Als predikant ben je nooit om werk verlegen. Maar zeker in de laatste dagen van het jaar komt het er nog eens extra op aan. Waar bij vele medelanders de vaart er wat uit raakt richting het jaareinde, moet er voor de predikers nog een tandje worden bijgezet. De tiendaagse veldtocht dient zich aan!

Tekst: ds. A.T. Huijser

‘De tiendaagse veldtocht’ is een staande uitdrukking geworden in domineesland. Ook onder het kerkvolk is het gezegde inmiddels bekend. Het wordt predikers nog weleens veelbetekenend toegevoegd, zo rond de kortste dagen van het jaar: ‘De tiendaagse veldtocht weer hè, dominee!’

En inderdaad, er is aan het einde van het jaar een geduchte slag te slaan als het om het kanselwerk gaat. Voor hen die zich geroepen weten tot de kansel is het een tijd van leven en geleefd worden; van Kerst naar Oud en van Oud naar Nieuw.

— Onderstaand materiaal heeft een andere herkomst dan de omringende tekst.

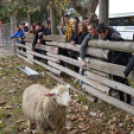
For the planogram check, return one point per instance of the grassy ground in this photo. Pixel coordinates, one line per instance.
(83, 117)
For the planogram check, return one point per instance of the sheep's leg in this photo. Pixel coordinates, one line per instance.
(58, 131)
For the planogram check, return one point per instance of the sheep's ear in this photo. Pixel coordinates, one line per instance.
(68, 86)
(49, 95)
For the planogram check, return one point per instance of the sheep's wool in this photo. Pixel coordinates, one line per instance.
(62, 95)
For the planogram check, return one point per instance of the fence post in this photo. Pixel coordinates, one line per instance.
(12, 29)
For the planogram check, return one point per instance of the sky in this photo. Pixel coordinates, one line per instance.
(120, 6)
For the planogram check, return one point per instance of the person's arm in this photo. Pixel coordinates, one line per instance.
(47, 32)
(84, 46)
(83, 50)
(129, 67)
(14, 35)
(62, 23)
(35, 39)
(19, 36)
(118, 58)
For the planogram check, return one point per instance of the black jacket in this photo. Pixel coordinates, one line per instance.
(79, 38)
(116, 57)
(129, 67)
(36, 36)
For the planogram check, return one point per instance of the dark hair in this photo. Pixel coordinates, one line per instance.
(38, 24)
(77, 19)
(22, 23)
(92, 24)
(84, 27)
(72, 32)
(48, 22)
(85, 18)
(66, 16)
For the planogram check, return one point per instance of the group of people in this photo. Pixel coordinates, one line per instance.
(80, 32)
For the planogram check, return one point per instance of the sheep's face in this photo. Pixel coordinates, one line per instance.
(62, 95)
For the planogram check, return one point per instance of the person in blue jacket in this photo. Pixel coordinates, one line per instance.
(20, 36)
(17, 33)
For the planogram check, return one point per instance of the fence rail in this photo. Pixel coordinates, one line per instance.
(96, 80)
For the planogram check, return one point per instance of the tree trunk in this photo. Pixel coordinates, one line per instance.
(103, 11)
(53, 15)
(16, 19)
(29, 18)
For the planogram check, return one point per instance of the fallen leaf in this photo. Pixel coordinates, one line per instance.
(3, 102)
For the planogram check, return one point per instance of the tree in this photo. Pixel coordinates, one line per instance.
(86, 11)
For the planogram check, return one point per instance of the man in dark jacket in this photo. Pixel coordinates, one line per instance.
(46, 31)
(115, 57)
(39, 28)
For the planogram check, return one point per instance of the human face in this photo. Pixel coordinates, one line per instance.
(73, 28)
(17, 29)
(103, 33)
(79, 27)
(86, 21)
(92, 30)
(45, 24)
(22, 27)
(66, 20)
(75, 21)
(32, 29)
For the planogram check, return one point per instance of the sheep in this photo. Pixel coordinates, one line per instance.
(46, 108)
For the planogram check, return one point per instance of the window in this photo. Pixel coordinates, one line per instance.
(118, 22)
(128, 21)
(132, 21)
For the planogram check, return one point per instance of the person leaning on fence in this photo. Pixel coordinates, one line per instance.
(85, 19)
(32, 29)
(47, 31)
(115, 57)
(82, 33)
(76, 20)
(15, 35)
(66, 26)
(39, 28)
(22, 36)
(92, 35)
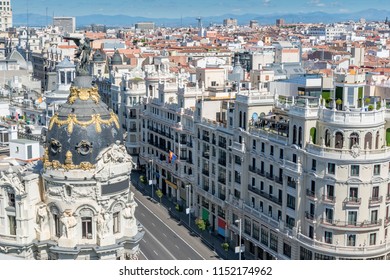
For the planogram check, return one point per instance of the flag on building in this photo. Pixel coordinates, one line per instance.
(171, 157)
(174, 157)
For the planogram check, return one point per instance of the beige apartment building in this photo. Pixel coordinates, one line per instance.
(304, 178)
(5, 15)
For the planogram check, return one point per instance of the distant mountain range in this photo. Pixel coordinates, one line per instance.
(127, 21)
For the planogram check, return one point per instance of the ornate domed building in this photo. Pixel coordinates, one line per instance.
(82, 204)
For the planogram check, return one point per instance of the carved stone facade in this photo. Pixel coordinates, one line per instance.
(77, 202)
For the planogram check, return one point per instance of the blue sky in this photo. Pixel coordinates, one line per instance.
(177, 8)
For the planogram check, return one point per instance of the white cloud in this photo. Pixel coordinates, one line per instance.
(316, 3)
(266, 2)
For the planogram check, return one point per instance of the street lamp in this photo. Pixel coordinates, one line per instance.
(189, 204)
(150, 176)
(239, 241)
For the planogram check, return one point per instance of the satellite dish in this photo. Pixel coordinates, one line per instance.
(255, 117)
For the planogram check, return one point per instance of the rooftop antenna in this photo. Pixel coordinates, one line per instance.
(200, 27)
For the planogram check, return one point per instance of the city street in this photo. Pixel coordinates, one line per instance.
(165, 238)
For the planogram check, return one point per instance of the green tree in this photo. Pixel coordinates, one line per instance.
(225, 246)
(201, 224)
(142, 179)
(159, 194)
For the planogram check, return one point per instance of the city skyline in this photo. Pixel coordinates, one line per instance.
(148, 8)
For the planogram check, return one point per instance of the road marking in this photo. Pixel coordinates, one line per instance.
(175, 234)
(144, 255)
(159, 242)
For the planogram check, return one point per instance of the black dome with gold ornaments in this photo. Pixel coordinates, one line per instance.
(80, 129)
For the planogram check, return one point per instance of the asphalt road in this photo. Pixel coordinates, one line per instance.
(165, 238)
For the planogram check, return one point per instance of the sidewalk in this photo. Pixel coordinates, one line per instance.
(211, 240)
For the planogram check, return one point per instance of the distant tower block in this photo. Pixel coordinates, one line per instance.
(200, 27)
(280, 22)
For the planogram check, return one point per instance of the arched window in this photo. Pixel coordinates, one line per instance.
(327, 138)
(56, 220)
(388, 137)
(339, 140)
(368, 141)
(354, 139)
(294, 134)
(377, 140)
(244, 121)
(86, 215)
(313, 134)
(300, 137)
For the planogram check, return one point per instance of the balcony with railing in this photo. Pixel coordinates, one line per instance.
(352, 201)
(346, 153)
(261, 172)
(269, 175)
(352, 116)
(351, 225)
(222, 161)
(292, 166)
(310, 194)
(222, 180)
(329, 199)
(279, 180)
(292, 184)
(222, 144)
(252, 169)
(238, 147)
(375, 200)
(270, 197)
(309, 216)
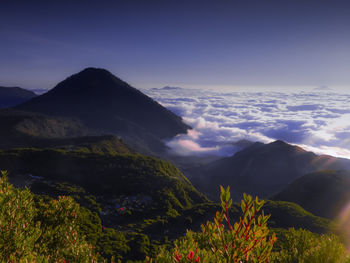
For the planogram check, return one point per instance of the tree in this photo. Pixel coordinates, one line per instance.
(219, 241)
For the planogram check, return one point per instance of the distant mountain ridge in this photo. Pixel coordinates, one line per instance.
(262, 169)
(106, 103)
(12, 96)
(323, 193)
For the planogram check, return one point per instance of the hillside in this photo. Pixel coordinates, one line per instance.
(107, 175)
(323, 193)
(107, 104)
(261, 169)
(25, 129)
(12, 96)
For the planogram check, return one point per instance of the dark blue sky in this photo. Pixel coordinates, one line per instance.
(155, 43)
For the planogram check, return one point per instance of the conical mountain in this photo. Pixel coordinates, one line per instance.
(106, 103)
(12, 96)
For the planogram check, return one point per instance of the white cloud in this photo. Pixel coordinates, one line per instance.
(315, 120)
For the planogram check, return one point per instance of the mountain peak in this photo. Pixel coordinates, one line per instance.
(104, 102)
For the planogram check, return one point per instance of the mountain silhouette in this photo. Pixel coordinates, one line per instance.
(323, 193)
(108, 104)
(262, 169)
(12, 96)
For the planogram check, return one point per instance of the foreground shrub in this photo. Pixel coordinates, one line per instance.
(47, 233)
(220, 241)
(302, 246)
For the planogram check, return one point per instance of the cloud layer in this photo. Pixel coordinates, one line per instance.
(318, 121)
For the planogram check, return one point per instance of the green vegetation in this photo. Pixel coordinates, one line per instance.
(219, 241)
(302, 246)
(39, 228)
(39, 232)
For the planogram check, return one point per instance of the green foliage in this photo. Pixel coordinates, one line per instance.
(247, 240)
(47, 233)
(302, 246)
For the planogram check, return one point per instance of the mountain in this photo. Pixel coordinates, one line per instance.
(107, 104)
(107, 176)
(12, 96)
(261, 169)
(323, 193)
(26, 129)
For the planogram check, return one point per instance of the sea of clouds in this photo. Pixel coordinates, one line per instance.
(316, 121)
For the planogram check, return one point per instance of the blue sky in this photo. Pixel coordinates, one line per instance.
(282, 43)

In de laatste weken, waarin het oude jaar in zijn voegen kreunt en weldra in het graf der eeuwen wordt bijgezet, roept de plicht harder dan ooit. Er moeten preken geleverd worden, als het even kan gouden appelen in zilveren schalen. Woorden ter rechter tijd, gepast en gepolijst naar de stand van de kerkelijke kalender.

Preekstoel op, preekstoel af
Na lange dagen zwoegen in de stille studeerkamer is het zover. Je reist van preekstoel naar preekstoel. Het gaat preekstoel op en preekstoel af. Wat in eenzaamheid is voorbereid, wordt soms met honderden tegelijk gedeeld. Je kijkt ernaar uit en je kijkt ertegenaan.

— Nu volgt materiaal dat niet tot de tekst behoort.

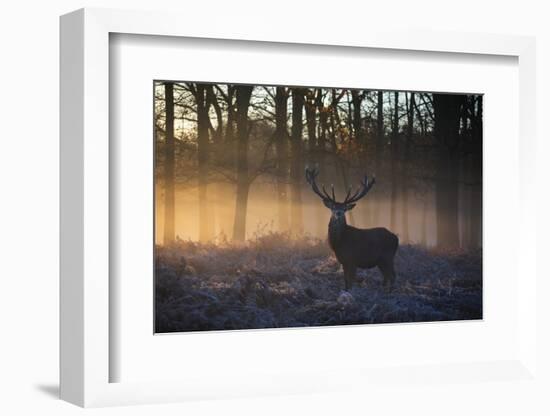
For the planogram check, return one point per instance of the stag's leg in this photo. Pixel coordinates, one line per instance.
(349, 276)
(387, 270)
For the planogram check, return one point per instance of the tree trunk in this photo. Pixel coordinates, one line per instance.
(394, 162)
(169, 163)
(205, 220)
(446, 131)
(281, 146)
(357, 99)
(244, 93)
(405, 168)
(296, 220)
(477, 174)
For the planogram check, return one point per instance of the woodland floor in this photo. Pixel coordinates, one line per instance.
(273, 282)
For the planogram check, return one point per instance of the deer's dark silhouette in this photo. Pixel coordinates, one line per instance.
(356, 248)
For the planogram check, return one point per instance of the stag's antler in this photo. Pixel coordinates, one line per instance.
(311, 175)
(361, 191)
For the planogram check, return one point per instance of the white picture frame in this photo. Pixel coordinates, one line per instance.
(85, 221)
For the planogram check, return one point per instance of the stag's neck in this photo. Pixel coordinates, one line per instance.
(336, 230)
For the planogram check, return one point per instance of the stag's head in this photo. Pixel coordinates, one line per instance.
(338, 209)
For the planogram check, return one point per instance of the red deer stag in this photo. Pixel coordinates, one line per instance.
(356, 248)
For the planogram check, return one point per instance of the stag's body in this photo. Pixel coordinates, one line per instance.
(357, 248)
(354, 247)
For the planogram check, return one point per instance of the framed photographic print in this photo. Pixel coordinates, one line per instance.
(248, 237)
(241, 217)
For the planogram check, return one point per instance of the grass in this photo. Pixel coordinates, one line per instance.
(273, 281)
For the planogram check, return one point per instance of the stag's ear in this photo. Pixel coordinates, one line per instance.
(327, 203)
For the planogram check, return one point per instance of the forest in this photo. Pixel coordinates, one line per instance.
(230, 191)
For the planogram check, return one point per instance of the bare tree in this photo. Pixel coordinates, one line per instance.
(281, 145)
(169, 179)
(243, 94)
(446, 130)
(296, 219)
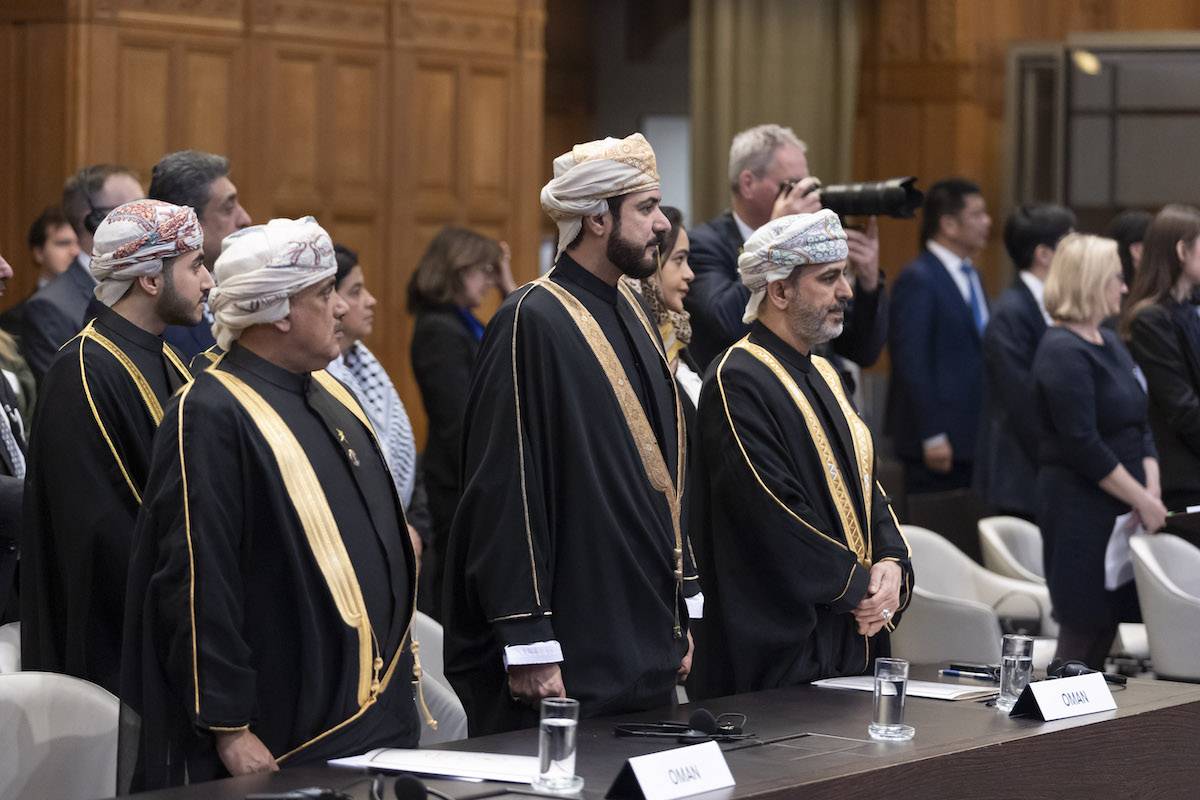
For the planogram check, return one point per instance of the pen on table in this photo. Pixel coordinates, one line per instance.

Als op nieuwjaarsdag uiteindelijk de laatste kanselgang wordt gemaakt in de cyclus van tien, verlaat de prediker ‘anderhalf uur’ later de kansel in het besef: tien dagen geleden stonden we ervoor, nu zijn we erdoor. En hoe?

Ach, terugziende valt er over de Meester meestal niet te klagen. ‘Hij schonk mij hulp, Hij redde mij keer op keer’.

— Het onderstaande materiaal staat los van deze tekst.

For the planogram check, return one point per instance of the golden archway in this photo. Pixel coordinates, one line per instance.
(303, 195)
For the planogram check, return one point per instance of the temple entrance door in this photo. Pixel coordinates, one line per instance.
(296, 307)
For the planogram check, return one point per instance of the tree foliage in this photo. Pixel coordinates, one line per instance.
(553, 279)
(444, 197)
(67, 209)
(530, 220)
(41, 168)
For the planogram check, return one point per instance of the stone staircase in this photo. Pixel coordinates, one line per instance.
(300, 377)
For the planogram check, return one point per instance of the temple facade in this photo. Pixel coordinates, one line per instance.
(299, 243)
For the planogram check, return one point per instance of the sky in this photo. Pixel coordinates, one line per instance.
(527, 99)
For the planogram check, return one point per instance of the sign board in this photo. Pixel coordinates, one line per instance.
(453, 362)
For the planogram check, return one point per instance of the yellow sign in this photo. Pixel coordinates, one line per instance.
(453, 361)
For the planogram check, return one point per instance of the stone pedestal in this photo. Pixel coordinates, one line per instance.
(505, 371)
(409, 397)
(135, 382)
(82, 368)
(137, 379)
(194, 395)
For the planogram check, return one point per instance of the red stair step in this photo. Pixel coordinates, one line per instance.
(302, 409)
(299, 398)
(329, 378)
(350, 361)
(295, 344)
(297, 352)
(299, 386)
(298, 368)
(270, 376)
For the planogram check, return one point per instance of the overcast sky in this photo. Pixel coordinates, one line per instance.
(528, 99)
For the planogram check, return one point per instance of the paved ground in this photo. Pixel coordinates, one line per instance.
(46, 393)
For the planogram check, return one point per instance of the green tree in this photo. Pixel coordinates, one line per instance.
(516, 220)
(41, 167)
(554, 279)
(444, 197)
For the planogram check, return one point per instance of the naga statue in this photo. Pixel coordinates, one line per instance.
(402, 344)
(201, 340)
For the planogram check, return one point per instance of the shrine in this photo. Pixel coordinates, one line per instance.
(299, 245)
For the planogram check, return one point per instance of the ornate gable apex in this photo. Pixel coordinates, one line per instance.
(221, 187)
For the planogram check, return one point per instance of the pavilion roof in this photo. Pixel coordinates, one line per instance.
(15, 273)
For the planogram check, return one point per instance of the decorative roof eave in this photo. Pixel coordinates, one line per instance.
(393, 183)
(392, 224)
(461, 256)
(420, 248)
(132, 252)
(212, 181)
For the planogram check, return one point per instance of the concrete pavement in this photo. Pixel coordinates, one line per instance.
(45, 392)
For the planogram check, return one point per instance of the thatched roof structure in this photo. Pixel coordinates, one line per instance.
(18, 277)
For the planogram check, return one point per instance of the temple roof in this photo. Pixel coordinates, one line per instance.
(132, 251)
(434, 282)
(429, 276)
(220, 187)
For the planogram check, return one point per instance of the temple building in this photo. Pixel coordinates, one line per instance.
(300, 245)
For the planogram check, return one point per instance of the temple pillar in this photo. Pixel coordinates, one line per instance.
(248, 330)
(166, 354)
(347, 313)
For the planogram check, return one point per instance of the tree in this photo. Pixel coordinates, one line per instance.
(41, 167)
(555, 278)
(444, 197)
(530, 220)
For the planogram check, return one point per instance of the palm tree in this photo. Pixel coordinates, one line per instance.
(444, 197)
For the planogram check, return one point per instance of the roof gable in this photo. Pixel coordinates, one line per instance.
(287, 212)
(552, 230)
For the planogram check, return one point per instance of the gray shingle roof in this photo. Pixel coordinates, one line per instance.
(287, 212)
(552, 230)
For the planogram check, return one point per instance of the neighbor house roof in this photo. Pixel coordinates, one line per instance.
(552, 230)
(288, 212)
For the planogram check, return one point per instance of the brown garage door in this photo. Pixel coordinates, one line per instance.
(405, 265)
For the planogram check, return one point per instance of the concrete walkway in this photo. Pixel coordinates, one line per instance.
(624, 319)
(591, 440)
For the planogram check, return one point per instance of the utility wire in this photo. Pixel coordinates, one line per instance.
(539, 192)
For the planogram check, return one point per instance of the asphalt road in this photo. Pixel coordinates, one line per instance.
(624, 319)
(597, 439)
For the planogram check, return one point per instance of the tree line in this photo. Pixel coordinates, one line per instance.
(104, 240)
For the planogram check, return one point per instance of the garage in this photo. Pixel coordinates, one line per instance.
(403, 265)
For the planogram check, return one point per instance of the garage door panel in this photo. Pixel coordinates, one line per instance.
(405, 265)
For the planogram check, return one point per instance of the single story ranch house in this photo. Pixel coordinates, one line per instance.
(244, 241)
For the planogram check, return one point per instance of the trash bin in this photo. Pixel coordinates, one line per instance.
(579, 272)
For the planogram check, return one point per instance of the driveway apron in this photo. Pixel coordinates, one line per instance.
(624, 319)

En toch – ik kan slechts voor mijzelf spreken: op de tweede januari is vaak alle rek eruit. Je voelt je een soort van uitverkocht!

De schappen der ziel zijn leeg. Ieder heeft er het zijne uit gekregen en de prediker blijft met de rommel achter. Dat wil zeggen: met zichzelf. En geloof mij, dat is ook niet alles. Dat is in wezen niks. Oog omhoog dan maar!

’t Zou zomaar op een goedbedoelde kerstkaart hebben kunnen staan. ‘Oog omhoog dominee, in uw veelvuldige arbeid, en het hart naar Boven!’

Kijken gaat nog wel, maar als ’t hart nu niet naar Boven wil? Als de vleugelen der ziel zich maar niet verheffen kunnen? O ja, steile en diepe afhankelijkheid preken gaat nog wel, maar beleven is armoetroef!

Sabbatsgenade
Wat groot als de Heere dan de sabbatsgenade uit Psalm 92 weer eens wil verlenen: ‘Ik ben met verse olie overgoten’. Dan wordt er nieuwe kracht ontvangen en de ziel van de afgematte prediker verzadigd als met vet en smeer.

Dan worden de schappen der ziel vervuld en begint de preekstoel toch weer te trekken. Waarom? Om te verkondigen dat de HEERE recht is. Dan mag er weer voorraad naar voorraad worden uitgegeven en zorgen de inkomsten voor uitgaven.

Toch is die tiendaagse veldtocht ook een mooie tijd. Je kunt dan vooral bezig zijn met hetgeen waar je als dienaar des Woords toe geroepen bent, namelijk: de bediening der verzoening.

Het kerkelijke vergaderwerk met haar zielsvermoeiende eigenschappen ligt dan stil, niet noodzakelijk bezoekwerk eveneens. Alleen de studeerkamer en de preekstoel blijven over.

En: tien jaar preekervaring heeft mij inmiddels ook geleerd dat de best betaalde overuren uiteindelijk toch in de dienst van de Koning worden gemaakt. In geestelijke zin welteverstaan!